Reliable biomarkers can aid in the precise diagnosis and treatment of the disease. Intra-tumoral heterogeneity across compartments might create obstacles in identifying different tissue-derived SCs [38]. Identification of common gene expression SC signatures, especially from different compartments, could facilitate the diagnosis and treatment of SS. The present study identified five potential biomarker genes (TOX, DNM3, KLHL42, PGM2L1, and SESN3) that were specifically overexpressed in both blood- and skin-derived SCs and could help to distinguish between SS and PE patients. These genes were also highly expressed in MF patients compared to PE patients and HCs. The expression of these genes was positively associated with the disease progression of MF/SS. In addition, overexpression of TOX, DNM3, and KLHL42 correlated with poor overall survival in MF patients. Previously, the high expression of TOX in skin and blood of SS patients has been reported to distinguish SS from other erythrodermic diseases. TOX had an oncogenic role in CTCL, supporting CTCL cell proliferation and survival [39, 40]. DNM3, which encodes microtubule-associated force-producing protein, and KLHL42, which encodes a substrate-specific adaptor protein of BTB-CUL3-RBX1 (BCR) E3 protein ligase, also have been reported to be highly expressed in SCs [41, 42]. The overexpression of PGM2L1, a glycolysis-related gene, has been reported to be associated with poor prognosis of prostate cancer patients with biochemical recurrence [43]. SESN3, which is an encoding member of the sestrin family of stress-induced proteins, served as an oncogene in esophageal squamous cell carcinoma cells [44]. PGM2L1 and SESN3 were shown to be overexpressed in SS patients and advanced-stage MF patients for the first time in the present study. Collectively, these genes could act as potential specific marker genes of malignant CD4+ T cells, facilitating the diagnosis and prognosis of MF/SS, as well as differentiation between SS and EID.

Dysregulation of TFs and epigenetic modifications play an important role in tumor progression [45]. In the present study, KLHL42 overexpression in malignant CD4+ T cells corresponded to high accessibility of the KLHL42 region, indicating that KLHL42 expression was subject to the impact of certain epigenetic modifications. In addition, GATA3, the master regulator of Th2 CD4+ T cells [46], was significantly upregulated in malignant CD4+ T cells, and further upregulated the expression of KLHL42 by activating the KLHL42 promoter. Kelch-like family members are involved in ubiquitination regulation and might play a role in the progression of multiple tumors [47]. Deregulated cell proliferation, together with the obligate compensatory suppression of apoptosis, is necessary to support neoplastic progression [48]. Our further investigation revealed that KLHL42 downregulation inhibited Hut78 and HH cell proliferation and promoted its apoptosis and indicating that KLHL42 might be an oncogene in CTCL. Previous studies found that 5-FU, combined with methotrexate, could effectively treat advanced MF/SS [34], but the specific molecular mechanism was unclear. Our study indicated that repressing of GATA3/KLHL42 axis might be one critical function route of 5-FU inhibiting tumor progression. Collectively, these data described a novel pathogenesis where GATA3 overexpression further positively regulated KLHL42 expression and promoted tumor progression in CTCL when KLHL42 chromatin accessibility was high. Targeting inhibition KLHL42 might serve as a promising therapeutic approach for CTCL.
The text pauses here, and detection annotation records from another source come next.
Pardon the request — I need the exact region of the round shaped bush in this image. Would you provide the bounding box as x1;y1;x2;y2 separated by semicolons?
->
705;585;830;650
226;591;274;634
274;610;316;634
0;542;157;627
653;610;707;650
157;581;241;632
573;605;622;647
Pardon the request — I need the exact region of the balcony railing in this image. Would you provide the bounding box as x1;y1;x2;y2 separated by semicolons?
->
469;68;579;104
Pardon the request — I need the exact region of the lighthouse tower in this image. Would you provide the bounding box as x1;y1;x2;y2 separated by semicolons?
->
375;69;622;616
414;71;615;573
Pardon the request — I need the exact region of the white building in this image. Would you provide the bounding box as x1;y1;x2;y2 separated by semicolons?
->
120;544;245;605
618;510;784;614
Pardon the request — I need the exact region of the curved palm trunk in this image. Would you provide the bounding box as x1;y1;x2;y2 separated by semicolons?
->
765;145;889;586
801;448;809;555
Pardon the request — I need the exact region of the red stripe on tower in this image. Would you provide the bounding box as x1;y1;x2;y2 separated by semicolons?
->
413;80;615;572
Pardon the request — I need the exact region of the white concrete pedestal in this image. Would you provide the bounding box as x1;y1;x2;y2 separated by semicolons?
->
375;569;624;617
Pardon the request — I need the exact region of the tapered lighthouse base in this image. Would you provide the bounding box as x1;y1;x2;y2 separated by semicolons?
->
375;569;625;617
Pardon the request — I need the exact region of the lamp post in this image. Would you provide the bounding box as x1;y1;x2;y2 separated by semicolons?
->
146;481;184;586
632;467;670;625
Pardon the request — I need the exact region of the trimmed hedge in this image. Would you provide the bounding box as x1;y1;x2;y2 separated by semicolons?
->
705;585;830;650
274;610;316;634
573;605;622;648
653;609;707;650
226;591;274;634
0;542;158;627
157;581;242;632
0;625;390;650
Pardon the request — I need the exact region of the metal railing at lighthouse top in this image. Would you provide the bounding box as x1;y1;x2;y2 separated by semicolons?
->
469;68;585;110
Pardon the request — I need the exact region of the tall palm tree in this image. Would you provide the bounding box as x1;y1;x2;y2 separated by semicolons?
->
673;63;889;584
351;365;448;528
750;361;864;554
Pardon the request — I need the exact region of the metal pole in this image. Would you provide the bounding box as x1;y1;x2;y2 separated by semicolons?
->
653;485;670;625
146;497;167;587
The study limitation of included the cohort of only one SS patient and matched HCs in the discovery stage. However, skin and PB samples from six SS patients, 13 MF patients, seven PE patients, and 10 HCs, as well as multiple cell lines, were used to conduct various validation experiments to further verify the findings for the SC-specific marker genes and KLHL42-associated pathogenesis in CTCL.

In conclusion, the present study revealed the transcriptional heterogeneity within SCs across different tissues and described the phenotypic plasticity of blood- and skin-derived SCs. A series of specific marker genes of SCs were identified in order to facilitate the diagnosis and prognosis of MF/SS, further illustrating the KLHL42-associated pathogenesis of CTCL and providing new insight for precision-targeted CTCL therapy.